The first theme is the positive/negative effects of wealth upon society—a theme popular with many poets, dramatists and philosophers. The other theme is the contrast between a peaceful and idle life, far from political activity and devoid of reciprocal relations, and a life full of toil, politics, and wealth attained through work. In Greek tradition, the idea of peaceful and idle life—made possible by spontaneously produced wealth—was depicted in the myth of the Golden Age, or ‘the life under Kronos’ that also developed as one of the theories of human degeneration and, eventually, was connected with the term physis, which became more and more prominent in philosophical writings. Alongside and contrary to these myths and theories there developed the myth of the culture hero, who taught men crafts, language and laws. This myth led to the devel­opment of a theory, according to which human society evolved through the growth of technology and social organisation.

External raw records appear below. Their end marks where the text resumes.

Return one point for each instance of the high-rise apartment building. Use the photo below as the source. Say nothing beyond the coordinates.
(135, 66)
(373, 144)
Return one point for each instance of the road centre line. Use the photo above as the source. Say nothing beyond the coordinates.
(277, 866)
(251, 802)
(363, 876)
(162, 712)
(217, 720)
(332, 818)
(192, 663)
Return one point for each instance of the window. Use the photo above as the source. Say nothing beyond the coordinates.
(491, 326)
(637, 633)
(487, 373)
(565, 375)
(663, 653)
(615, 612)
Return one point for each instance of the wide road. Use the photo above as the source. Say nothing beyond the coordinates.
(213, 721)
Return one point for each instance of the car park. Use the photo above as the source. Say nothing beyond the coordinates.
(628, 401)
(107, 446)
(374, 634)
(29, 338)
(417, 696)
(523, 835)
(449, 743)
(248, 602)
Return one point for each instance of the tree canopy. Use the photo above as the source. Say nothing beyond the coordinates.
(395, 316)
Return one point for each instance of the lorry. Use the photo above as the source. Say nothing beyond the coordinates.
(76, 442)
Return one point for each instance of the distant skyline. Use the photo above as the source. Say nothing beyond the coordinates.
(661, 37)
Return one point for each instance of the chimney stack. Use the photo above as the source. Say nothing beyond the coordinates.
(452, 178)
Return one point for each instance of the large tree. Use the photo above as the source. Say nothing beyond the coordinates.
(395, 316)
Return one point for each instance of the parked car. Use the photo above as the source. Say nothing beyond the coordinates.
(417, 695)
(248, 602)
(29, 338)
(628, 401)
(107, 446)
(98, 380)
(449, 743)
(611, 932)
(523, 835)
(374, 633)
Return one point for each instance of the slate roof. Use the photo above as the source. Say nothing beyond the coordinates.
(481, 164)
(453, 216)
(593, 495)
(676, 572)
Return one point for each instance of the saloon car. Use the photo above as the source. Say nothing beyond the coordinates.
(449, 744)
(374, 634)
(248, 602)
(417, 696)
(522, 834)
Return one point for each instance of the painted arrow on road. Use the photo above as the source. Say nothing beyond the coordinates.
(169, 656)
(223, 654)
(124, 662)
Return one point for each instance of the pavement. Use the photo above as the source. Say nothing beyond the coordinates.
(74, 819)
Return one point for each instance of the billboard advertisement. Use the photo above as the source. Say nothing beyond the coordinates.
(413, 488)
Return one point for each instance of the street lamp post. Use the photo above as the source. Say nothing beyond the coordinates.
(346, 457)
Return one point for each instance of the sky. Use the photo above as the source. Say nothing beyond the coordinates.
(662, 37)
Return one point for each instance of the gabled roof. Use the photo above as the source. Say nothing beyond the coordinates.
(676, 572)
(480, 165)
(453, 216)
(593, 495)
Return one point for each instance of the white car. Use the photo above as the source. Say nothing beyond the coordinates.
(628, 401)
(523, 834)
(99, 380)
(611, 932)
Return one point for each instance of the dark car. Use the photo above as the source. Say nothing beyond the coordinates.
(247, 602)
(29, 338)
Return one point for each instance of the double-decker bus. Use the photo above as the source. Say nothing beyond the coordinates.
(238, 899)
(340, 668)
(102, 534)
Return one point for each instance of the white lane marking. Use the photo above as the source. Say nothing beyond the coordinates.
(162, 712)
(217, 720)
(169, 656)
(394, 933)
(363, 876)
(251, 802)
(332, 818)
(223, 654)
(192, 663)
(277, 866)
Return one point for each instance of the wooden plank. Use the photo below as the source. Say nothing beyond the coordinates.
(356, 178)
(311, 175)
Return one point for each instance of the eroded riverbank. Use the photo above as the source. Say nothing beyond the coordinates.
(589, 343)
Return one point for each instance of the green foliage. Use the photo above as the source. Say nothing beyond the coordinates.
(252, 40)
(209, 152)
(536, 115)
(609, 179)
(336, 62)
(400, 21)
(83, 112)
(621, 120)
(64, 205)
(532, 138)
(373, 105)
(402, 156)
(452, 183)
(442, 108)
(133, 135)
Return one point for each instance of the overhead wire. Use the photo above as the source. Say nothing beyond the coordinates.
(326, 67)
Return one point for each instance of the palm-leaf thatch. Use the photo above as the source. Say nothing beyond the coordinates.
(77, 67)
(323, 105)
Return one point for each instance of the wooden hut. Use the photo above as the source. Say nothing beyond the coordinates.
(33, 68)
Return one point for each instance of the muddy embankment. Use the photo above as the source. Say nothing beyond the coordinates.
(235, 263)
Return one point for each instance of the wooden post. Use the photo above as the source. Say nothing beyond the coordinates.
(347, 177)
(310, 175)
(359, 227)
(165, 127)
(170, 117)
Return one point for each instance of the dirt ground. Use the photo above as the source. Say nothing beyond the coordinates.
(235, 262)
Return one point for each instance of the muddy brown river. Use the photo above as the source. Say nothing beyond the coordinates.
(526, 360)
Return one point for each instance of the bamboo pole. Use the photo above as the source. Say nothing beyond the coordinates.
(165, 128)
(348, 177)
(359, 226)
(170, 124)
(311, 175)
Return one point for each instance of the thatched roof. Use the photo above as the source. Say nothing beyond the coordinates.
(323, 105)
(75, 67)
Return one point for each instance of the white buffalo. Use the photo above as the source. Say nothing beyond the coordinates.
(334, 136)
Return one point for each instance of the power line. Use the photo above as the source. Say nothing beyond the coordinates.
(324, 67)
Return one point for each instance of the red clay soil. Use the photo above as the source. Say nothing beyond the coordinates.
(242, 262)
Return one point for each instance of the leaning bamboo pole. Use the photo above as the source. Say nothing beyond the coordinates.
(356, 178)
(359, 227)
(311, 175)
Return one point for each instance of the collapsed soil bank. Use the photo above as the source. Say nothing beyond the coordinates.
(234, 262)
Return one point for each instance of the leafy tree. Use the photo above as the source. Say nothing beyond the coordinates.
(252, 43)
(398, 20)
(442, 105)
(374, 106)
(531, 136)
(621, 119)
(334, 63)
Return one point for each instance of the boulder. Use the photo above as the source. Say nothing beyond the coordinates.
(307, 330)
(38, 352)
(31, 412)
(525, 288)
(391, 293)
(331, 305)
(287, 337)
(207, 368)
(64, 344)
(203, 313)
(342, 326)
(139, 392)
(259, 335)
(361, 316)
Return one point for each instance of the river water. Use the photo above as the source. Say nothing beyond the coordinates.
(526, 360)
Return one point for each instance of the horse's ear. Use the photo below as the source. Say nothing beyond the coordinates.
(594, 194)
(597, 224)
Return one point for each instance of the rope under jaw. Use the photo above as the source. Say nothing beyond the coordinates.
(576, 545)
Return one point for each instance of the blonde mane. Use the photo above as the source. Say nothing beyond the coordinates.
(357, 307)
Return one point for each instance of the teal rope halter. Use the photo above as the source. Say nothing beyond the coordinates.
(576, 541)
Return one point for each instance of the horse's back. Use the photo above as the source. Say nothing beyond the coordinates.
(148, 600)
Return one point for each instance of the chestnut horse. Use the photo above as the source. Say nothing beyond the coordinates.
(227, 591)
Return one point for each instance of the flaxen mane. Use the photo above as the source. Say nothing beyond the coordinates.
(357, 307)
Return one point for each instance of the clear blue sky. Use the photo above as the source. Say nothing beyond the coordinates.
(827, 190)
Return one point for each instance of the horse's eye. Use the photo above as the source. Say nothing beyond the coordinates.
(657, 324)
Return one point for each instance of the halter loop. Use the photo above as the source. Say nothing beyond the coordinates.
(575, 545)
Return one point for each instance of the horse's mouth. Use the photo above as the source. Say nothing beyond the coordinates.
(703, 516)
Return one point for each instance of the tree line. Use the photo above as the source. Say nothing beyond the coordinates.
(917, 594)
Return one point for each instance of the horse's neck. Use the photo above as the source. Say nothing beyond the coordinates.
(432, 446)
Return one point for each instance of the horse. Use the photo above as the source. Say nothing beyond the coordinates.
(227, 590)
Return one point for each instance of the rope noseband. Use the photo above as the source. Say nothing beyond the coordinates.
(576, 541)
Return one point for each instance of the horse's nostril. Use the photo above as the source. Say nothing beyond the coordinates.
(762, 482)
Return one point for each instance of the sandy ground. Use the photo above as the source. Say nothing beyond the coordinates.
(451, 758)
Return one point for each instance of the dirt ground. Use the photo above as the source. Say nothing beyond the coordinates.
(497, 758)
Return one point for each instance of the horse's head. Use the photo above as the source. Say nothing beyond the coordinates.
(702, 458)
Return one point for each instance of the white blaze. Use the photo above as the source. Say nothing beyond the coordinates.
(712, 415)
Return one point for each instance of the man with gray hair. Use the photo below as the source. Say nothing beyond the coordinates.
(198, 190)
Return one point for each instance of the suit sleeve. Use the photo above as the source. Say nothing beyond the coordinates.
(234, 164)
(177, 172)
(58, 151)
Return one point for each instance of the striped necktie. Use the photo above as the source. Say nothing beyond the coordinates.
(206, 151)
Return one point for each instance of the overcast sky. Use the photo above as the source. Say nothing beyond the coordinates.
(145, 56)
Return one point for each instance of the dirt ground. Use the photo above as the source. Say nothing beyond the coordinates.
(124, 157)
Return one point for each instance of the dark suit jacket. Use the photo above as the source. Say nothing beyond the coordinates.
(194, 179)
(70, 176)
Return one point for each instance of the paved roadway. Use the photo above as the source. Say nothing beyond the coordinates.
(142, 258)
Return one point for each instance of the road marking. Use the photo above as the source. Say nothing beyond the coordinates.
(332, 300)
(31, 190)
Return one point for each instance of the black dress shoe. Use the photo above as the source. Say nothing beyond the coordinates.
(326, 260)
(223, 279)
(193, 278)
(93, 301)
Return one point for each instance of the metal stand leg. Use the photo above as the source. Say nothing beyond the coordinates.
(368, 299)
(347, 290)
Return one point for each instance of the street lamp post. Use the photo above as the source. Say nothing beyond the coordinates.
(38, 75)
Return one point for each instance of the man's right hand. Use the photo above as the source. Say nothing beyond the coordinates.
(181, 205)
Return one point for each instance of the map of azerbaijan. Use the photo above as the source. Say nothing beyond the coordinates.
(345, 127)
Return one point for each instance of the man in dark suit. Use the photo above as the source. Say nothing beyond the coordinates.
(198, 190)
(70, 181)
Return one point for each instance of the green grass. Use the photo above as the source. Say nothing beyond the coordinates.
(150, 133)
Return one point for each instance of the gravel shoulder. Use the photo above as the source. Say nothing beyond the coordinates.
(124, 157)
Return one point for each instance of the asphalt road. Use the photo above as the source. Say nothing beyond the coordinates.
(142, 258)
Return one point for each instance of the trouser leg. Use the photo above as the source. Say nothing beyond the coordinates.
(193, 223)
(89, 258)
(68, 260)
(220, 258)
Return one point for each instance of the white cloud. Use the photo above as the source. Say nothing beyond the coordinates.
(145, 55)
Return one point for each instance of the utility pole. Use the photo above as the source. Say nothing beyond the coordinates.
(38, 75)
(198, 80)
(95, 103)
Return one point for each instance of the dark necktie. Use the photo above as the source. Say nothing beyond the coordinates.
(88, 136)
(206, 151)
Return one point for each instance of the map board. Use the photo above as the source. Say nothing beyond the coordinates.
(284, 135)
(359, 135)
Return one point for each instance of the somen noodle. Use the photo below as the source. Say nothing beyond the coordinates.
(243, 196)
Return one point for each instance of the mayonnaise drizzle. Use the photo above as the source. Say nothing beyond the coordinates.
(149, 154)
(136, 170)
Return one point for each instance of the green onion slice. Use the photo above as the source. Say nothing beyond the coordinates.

By the late fifth century Β.C., discussions of these themes already formed a long tradition and were also popular in comedy. Moreover, in 408 B.C., the memory of the first oligarchic revolution was still fresh and the political debates still raged. The combination in Ploutos of these themes and their association with contemporary philo­sophical and political debates seem much more suited to a comedy of the late fifth cen­tury than to the political, social, and even economic conditions of 388 Β.C. It is therefore suggested that the first Ploutos was a satirical attack on oligar­chic schemes and sophistic theories, and that the plot of the extant version was to a large extent identical to the first version, except for structural changes and some allusions to contemporary events and persons.